The Interactive Advertising Bureau (IAB) and Bain & Company today announced the release of a benchmark study which suggests that online publishers are increasingly turning to sales intermediaries known as ad networks to sell off excess inventories. The use of “ad networks” surged from 5% of total ad impressions sold in 2006 to 30% in 2007, according to the newly released “Digital Pricing Benchmarking Study” from Bain, the global business consulting firm, conducted in coordination with the Interactive Advertising Bureau.

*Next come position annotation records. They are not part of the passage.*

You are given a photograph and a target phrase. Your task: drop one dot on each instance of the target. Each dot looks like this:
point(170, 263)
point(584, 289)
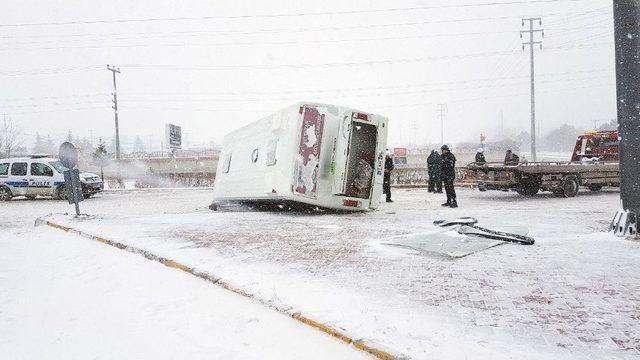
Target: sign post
point(173, 136)
point(73, 188)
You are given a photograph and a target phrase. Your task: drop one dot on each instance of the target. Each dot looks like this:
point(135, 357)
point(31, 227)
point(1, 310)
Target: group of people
point(441, 168)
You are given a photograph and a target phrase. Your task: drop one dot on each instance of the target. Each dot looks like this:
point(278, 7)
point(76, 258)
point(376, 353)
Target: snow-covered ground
point(574, 294)
point(64, 297)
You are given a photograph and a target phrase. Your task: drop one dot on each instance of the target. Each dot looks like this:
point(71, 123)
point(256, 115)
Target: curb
point(359, 344)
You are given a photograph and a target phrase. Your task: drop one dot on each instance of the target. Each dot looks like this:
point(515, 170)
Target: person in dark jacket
point(449, 176)
point(480, 159)
point(511, 159)
point(434, 169)
point(386, 184)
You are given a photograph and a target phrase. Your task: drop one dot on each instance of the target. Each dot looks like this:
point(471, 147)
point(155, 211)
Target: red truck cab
point(597, 145)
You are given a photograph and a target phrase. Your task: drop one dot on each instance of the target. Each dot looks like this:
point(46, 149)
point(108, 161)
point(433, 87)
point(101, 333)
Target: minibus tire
point(60, 193)
point(5, 193)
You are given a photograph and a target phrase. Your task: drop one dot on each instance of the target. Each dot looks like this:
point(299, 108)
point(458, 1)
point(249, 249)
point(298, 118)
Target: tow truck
point(594, 164)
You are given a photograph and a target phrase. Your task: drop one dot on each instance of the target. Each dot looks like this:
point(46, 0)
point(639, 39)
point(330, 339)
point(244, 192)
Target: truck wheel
point(595, 187)
point(5, 194)
point(529, 190)
point(570, 186)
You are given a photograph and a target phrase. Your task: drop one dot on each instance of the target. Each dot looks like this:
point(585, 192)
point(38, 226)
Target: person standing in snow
point(511, 159)
point(449, 176)
point(480, 159)
point(434, 169)
point(388, 168)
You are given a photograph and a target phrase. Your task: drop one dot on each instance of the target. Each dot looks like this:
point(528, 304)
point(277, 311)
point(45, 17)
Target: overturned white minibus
point(309, 154)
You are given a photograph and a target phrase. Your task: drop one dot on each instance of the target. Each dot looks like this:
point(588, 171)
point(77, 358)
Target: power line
point(154, 34)
point(281, 15)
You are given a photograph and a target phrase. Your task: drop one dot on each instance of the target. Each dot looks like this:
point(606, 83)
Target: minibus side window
point(40, 169)
point(19, 169)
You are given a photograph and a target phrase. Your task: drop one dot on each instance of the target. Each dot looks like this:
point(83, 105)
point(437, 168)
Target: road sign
point(68, 155)
point(173, 134)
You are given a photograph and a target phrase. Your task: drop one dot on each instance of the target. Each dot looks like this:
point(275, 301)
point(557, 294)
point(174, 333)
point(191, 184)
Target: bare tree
point(9, 136)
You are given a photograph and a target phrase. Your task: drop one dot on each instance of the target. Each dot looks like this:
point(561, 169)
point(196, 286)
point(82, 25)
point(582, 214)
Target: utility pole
point(531, 43)
point(626, 14)
point(115, 71)
point(441, 112)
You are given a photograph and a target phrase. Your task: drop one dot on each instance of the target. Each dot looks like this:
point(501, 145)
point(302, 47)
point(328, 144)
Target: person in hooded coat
point(480, 159)
point(449, 176)
point(388, 168)
point(511, 159)
point(434, 169)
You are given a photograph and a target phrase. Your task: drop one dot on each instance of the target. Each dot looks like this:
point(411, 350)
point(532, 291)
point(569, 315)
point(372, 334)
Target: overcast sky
point(212, 66)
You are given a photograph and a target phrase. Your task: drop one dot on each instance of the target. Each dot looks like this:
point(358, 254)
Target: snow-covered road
point(572, 295)
point(64, 297)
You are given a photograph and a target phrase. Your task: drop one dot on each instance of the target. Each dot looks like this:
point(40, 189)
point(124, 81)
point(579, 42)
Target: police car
point(40, 176)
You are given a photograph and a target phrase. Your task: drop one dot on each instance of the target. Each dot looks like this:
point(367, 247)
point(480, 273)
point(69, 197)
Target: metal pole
point(115, 70)
point(533, 94)
point(531, 43)
point(627, 42)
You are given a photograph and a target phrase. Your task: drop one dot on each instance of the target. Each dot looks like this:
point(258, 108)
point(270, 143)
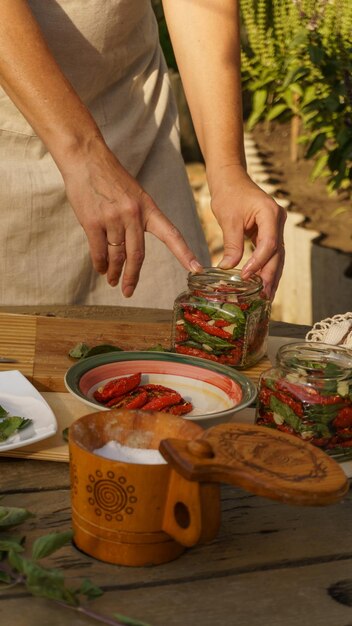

Keep in mind that the above study is being promoted by the IAB… for a more sanguine look at online ad networks you should read this piece in MediaWeek:
“While ad networks and their cousins, ad exchanges, offer an efficient way to unload inventory that would otherwise go unsold, common complaints are that networks amount to paltry ad rates, low-rent ads and, ultimately, the threat of undermining a brand’s value. “
Why is this a race to the bottom? For starters, the only real differentiator that the 300+ ad networks can control is price and even there the unit metric is entirely direct response based, as opposed to brand metrics that advertisers care about equally if not more so than how many people are clicking on the ad unit.
I’m still learning my way around the online advertising space but I do know enough to suggest with some certainty that simply commoditizing a fungible product leaves you with little maneuvering room in a very crowded and noisy marketplace.